Après Polig Monjarret, Pierre-Jakez Hélias, Pierre Roy, Bernard de Parades et beaucoup d'autres de ces Bretons formidables auxquels on doit l'extraordinaire vitalité actuelle de la culture populaire bretonne aujourd'hui, c'est Loeiz Ropars qui vient à son tour de nous quitter. Il est mort chez lui à Quimper samedi dernier (3 novembre).
Sans lui, il n'y aurait peut-être jamais eu le renouveau, puis l'incroyable diffusion des festoù noz, d'abord en Cornouaille, puis dans le reste de la Bretagne, y compris bien loin de son aire d'origine, jusqu'à Fougères, Vitré, Châteaubriant, Ancenis et Clisson, dans la diaspora bretonne en France et dans le monde entier, comme dernièrement en Californie à Palo Alto en 2001, à Pékin en 2005 ainsi qu'à Tokyo et New York en 2006.
Né à Poullaouen en 1921, Loeiz Ropars a grandi avant-guerre dans cette société paysanne traditionnelle qu'a su si bien décrire son ami Pierre-Jakez Hélias, où le breton était la langue de toute la communauté et où la tradition restait alors encore très forte. Les voûtes de l'église paroissiale résonnaient tous les dimanches de magnifiques cantiques bretons et les grands travaux de la vie rurale, comme la moisson et les battages, étaient autant d'occasions pour toute la communauté villageoise de se retrouver pour des danses rythmées par les voix des chanteurs de kan ha diskan. Conscient que toute cette richesse risquait de disparaître, Loeiz Ropars ressentit en lui dès 1939 la volonté de préserver et de diffuser cet héritage. Avec Pierre-Marie Huiban et Roger Le Béon, il allait de fait entreprendre de relancer le kan ha diskan en créant un concours dès 1954.
Après des études supérieures à l'Université de Rennes, où il prit conscience, comme beaucoup de Bas Bretons partis étudier en Haute Bretagne, de l'originalité de la culture populaire de Basse Bretagne, il vint habiter Quimper en 1946 et débuta une carrière d'enseignant.
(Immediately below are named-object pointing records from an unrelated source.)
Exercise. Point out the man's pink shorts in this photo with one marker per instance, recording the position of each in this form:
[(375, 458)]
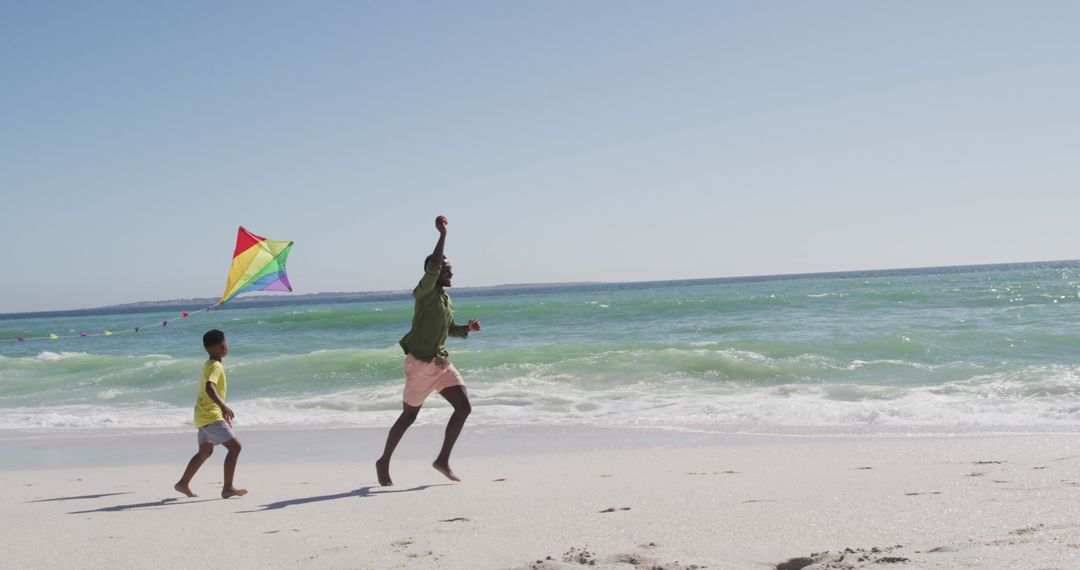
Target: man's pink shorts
[(422, 378)]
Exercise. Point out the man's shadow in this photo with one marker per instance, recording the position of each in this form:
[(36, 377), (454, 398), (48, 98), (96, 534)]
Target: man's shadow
[(359, 493)]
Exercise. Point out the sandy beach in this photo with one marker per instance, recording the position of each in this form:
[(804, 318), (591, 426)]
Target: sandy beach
[(750, 502)]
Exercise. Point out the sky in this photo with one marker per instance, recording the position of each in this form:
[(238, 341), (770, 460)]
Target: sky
[(565, 140)]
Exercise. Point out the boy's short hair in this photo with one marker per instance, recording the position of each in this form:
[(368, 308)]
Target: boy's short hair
[(213, 338)]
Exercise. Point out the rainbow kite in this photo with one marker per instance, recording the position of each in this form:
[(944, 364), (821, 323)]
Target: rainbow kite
[(257, 265)]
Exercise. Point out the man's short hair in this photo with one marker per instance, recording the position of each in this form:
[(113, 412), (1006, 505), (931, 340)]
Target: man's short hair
[(427, 261), (213, 338)]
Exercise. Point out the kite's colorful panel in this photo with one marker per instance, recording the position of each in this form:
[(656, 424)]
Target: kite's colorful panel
[(257, 265)]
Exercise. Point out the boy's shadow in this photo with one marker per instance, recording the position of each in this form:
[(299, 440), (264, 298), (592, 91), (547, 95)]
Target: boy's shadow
[(363, 491), (151, 504)]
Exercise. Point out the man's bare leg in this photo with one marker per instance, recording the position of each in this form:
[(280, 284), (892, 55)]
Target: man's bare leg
[(230, 470), (458, 398), (204, 451), (399, 429)]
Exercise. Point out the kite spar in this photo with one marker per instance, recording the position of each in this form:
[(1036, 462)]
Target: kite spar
[(258, 263)]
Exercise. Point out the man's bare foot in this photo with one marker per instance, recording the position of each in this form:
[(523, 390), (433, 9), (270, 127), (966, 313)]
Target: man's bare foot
[(382, 471), (184, 489), (232, 491), (445, 470)]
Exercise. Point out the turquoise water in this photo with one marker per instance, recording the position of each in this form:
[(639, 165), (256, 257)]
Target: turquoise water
[(952, 351)]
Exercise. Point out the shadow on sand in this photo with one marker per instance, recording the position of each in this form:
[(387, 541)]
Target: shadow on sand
[(359, 493), (132, 506), (81, 497)]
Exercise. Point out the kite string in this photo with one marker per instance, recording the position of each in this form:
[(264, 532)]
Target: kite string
[(107, 333)]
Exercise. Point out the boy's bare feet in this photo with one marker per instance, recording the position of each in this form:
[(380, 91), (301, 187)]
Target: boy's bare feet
[(184, 489), (382, 471), (232, 491), (445, 470)]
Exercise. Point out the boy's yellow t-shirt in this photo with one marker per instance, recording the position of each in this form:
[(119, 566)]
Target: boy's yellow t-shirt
[(206, 411)]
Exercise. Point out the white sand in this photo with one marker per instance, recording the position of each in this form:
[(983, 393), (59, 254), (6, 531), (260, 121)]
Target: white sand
[(971, 502)]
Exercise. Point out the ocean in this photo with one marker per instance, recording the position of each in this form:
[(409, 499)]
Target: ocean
[(958, 351)]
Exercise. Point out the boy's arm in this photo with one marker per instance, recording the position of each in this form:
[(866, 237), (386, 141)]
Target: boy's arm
[(462, 330), (431, 272), (226, 410)]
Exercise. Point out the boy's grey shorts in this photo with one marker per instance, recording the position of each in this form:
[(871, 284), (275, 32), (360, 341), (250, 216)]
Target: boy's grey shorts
[(216, 433)]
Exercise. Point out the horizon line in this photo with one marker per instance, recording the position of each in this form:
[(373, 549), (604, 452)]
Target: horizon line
[(163, 302)]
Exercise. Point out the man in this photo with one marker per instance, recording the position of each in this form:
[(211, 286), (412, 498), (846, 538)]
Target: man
[(428, 367)]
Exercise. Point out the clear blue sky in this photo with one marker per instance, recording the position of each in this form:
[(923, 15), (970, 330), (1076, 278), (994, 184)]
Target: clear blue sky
[(566, 140)]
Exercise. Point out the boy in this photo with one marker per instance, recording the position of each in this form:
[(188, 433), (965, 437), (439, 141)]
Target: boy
[(428, 367), (213, 418)]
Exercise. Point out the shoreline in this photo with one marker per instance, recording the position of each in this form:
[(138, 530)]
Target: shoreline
[(989, 502), (69, 449)]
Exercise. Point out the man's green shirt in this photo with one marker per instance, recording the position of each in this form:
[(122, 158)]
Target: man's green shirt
[(432, 320)]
Il fut professeur de français, de latin et de grec, ainsi que de breton, dès qu'il le put, dans divers collèges et lycées, tout en consacrant l'essentiel de son temps libre à la promotion et à la diffusion de la culture populaire bretonne.
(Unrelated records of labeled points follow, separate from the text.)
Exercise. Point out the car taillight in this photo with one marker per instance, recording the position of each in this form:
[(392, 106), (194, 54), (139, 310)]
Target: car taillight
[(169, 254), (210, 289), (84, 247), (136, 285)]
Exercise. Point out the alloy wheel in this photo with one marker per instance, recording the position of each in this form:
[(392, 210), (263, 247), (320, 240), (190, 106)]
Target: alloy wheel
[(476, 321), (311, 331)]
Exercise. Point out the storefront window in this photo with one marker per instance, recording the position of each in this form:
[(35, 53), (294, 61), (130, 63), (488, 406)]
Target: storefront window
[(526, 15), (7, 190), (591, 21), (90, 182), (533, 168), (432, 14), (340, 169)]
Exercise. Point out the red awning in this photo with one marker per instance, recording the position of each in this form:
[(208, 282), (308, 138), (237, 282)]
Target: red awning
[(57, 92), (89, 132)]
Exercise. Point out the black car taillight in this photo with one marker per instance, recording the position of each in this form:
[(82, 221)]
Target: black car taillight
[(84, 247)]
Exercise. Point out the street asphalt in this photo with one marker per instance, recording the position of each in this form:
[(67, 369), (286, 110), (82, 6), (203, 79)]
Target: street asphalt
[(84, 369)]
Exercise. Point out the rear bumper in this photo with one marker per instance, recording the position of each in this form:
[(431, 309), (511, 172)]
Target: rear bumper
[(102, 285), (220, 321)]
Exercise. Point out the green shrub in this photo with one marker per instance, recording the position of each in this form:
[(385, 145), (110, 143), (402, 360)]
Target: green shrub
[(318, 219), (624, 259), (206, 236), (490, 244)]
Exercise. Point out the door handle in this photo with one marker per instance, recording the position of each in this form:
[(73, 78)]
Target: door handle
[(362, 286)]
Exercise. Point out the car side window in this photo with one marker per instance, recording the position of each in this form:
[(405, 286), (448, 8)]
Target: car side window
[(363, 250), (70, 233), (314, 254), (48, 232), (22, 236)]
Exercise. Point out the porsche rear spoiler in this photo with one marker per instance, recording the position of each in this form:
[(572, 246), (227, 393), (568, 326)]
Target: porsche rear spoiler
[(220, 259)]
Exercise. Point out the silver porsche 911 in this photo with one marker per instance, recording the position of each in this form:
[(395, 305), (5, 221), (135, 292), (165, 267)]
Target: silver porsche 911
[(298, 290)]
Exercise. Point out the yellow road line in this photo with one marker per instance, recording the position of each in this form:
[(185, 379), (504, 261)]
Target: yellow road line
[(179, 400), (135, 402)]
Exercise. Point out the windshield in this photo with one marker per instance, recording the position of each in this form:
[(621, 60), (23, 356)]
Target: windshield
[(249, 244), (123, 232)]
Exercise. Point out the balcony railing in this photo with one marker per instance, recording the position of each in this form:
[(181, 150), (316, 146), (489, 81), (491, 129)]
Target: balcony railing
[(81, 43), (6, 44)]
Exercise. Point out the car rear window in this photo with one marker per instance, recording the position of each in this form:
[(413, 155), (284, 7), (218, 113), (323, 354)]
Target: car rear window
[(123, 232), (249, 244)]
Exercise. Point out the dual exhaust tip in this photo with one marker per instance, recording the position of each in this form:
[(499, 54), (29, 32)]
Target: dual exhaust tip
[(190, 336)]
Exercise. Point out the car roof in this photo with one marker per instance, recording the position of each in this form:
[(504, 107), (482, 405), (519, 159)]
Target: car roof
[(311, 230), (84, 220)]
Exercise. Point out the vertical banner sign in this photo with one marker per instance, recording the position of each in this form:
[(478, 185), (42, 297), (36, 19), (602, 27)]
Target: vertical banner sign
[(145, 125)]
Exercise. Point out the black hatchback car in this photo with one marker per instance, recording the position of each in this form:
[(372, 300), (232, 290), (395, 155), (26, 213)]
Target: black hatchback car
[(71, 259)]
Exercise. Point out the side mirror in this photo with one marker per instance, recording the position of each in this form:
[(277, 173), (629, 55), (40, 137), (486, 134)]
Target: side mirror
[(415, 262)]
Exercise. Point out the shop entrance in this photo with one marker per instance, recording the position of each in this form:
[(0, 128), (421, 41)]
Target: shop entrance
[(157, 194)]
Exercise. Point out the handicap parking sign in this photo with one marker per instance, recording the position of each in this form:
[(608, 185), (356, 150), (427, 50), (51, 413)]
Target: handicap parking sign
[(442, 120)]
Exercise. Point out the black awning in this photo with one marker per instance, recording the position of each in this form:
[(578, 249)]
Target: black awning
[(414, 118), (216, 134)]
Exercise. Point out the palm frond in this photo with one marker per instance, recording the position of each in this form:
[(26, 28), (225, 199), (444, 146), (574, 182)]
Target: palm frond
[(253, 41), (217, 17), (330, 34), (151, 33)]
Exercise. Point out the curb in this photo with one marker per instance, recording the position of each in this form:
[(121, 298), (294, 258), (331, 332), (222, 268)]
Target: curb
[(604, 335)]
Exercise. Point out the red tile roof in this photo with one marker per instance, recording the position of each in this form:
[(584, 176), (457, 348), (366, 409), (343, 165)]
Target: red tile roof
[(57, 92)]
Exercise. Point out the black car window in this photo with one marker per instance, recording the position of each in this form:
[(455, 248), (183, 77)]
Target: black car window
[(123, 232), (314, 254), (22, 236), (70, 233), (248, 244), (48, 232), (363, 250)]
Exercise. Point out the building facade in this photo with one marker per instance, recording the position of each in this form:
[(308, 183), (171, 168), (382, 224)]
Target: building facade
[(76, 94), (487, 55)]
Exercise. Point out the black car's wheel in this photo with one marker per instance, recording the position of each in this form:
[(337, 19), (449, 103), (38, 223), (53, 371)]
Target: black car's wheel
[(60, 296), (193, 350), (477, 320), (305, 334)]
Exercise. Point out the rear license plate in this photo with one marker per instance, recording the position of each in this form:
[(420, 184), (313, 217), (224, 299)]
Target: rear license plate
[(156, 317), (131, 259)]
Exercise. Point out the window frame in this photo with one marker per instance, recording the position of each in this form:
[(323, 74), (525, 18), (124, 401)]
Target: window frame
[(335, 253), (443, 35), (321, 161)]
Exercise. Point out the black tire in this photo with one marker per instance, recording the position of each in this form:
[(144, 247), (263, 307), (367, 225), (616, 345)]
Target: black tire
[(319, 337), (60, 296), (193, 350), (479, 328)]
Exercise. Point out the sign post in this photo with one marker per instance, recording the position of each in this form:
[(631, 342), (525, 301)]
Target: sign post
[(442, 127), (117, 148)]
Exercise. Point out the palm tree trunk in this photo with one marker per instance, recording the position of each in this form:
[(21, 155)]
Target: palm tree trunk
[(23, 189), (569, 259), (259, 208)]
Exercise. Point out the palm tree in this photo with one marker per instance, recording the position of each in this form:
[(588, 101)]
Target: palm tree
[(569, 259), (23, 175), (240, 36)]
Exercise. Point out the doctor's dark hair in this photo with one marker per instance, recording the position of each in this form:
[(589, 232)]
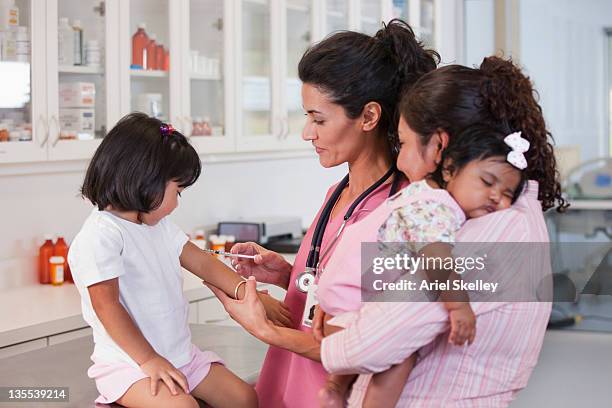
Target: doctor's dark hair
[(132, 166), (353, 69), (497, 93), (477, 142)]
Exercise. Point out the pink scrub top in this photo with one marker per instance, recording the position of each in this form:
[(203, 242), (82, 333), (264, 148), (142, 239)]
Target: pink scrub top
[(288, 379)]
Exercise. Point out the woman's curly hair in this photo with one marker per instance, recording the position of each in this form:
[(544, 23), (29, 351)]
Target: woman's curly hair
[(497, 93)]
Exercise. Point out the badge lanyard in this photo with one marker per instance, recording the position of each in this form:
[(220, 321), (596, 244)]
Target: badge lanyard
[(306, 278)]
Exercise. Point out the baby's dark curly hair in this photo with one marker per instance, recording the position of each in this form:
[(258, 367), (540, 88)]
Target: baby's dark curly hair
[(497, 93)]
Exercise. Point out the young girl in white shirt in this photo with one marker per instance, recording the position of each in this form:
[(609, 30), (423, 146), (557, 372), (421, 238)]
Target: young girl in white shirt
[(126, 261)]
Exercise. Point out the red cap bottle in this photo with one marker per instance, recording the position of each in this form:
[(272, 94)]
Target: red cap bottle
[(44, 253)]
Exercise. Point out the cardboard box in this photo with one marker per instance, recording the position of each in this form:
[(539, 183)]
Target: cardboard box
[(77, 95)]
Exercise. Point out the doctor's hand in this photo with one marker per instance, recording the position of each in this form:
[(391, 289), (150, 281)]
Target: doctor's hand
[(249, 311), (268, 266)]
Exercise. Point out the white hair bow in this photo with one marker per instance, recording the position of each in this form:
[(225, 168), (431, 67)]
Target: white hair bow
[(519, 146)]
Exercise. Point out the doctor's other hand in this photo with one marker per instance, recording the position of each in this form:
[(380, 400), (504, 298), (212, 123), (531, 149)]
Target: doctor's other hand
[(249, 311), (268, 266), (277, 311)]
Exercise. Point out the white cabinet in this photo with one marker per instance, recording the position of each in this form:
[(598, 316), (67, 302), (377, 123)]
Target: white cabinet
[(222, 72), (42, 124)]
En 1949 il fut un des fondateurs, avec Jean Lédan, du groupe Kevrenn Glazik qui allait devenir par la suite le bagad Kemper.
Il fut aussi un des fondateurs du Cercle Celtique de Quimper et il participa le 15 octobre 1950 à la naissance de la confédération Kendalc'h, dont Pierre Mocaër devait être le premier président et Polig Monjarret le secrétaire général. Au comité directeur de Kendalc'h, il côtoyait notamment Pierre Roy, Dorig Le Voyer, Jo Halléguen, Bernard de Parades, Pierre Jakez Hélias, Jos Le Doaré, Yann Poupinot, le frère Visant Séité, Jean Lédan et Léon Toulemont. Pendant 50 ans, Loeiz Ropars fut, en tant que moniteur de danses et animateur de festoù noz, un des artisans essentiels du renouveau des festoù noz en Bretagne.
L'importante discographie qu'il a laissée, traduit mieux que tout le rôle capital qui fut le sien en tant que ‹passeur de mémoire›.
Comme Polig Monjarret en 1988, Bernard de Parades en 1989, Charles et Chanig Ar Gall en 1990, Jean Tricoire en 1990 et d'autres personnalités éminentes, Loeiz Roparz devait à son tour recevoir en 1995 le Collier de l'Hermine, la plus haute distinction décernée à des femmes et des hommes ayant bien servi la Bretagne.